In the aftermath of last week’s bombings in London, it is becoming evident that the war on terrorism as proclaimed is simply not doing its job. In whatever corner of the world, when mutated individuals mercilessly kill and maim innocent civilians, we are not any safer than before.
From Madrid to Bali, from the WTC to London now, terrorists struck randomly at civilians who had no doing in whatever these criminals’ twisted minds chose to perceive as injustice. Whatever their grievance may have been, there is no sane justification in the acts they carried out for they were nothing short of murderous ones. Suicide bombings of the innocent is but a quick trip not to heavenly heights but to the pits of eternal damnation.
Terrorism against the innocent has risen dramatically in recent years. Carried out by militants and extremists against groups or individuals, or sponsored by states in the form of military aggression and occupation that are rarely highlighted, it is terrorism nonetheless.

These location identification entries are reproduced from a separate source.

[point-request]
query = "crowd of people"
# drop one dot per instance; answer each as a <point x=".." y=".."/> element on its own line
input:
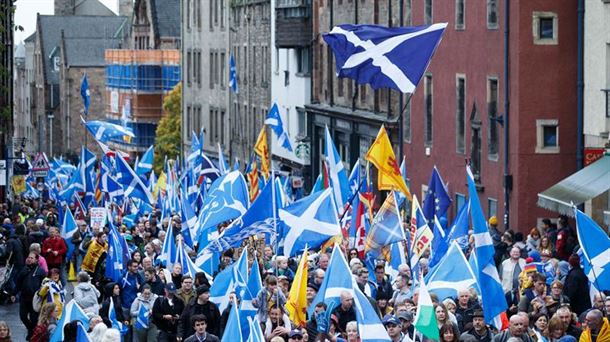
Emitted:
<point x="546" y="288"/>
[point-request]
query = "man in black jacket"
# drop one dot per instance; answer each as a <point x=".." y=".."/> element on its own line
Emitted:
<point x="166" y="313"/>
<point x="201" y="305"/>
<point x="29" y="280"/>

The number of victims in those places I’ve mentioned pale beyond comparison to the numbers of the innocent that have needlessly lost their lives in Afghanistan, Palestine and Iraq, where no mention of the word “terrorism” is ever brought up to explain the loss of over a hundreds thousand innocent souls who had nothing to do with bombings elsewhere. Instead, we are told these souls were “collateral damage”.
Try explaining to relatives of the innocent victims of Iraq that their departed kin were a result of “collateral damage”. Or in Afghanistan or Palestine. I would strongly guess that they wouldn’t be in the least amused. If I were a betting man or a statistician, I would not be at folly to believe that more innocent people have tragically lost their lives since Mr. Bush donning the cloak of a crusader took office and announced his “war on terror”.
His “war of terror” against the civilians of Fallujah and other cities in Iraq is well documented in scores of war crime journals by those independently covering events in Iraq. Afghanistan is another killing field where there has been no respite from pointless death. And before one rolls his eyes and assumes this is another diatribe against the United States, let me assure you it is not. The killings were real, the occupation and selective torture is real, and it goes on day in and day out to this day.
This state-sponsored terrorism in the guise of democracy or freedom for the people rings hollow from such lofty pedestals when one witnesses the gruesome carnage that has resulted. And the civilians who have lost their lives as a consequence of the aggression in Afghanistan or Iraq are no different or lesser in value than those elsewhere. Only their relatives are being told that this is good for them. That this will make them free.
Free from what? The ghosts of the departed will forever haunt their living days. How can we expect any normalcy for or from them in the face of continued occupation and violence? No amount of consolation can rid the searing pain of loss, of loved ones who are no longer with you, be it in London, Bali or Baghdad.
Whatever the real agendas behind the continued occupation of Afghanistan and Iraq may be, they remain craftily hidden. Meanwhile, more elements of the would-be subversives are free to use this state-sponsored terrorism as their degenerative call to arms. Tragically, they will continue to target the innocent.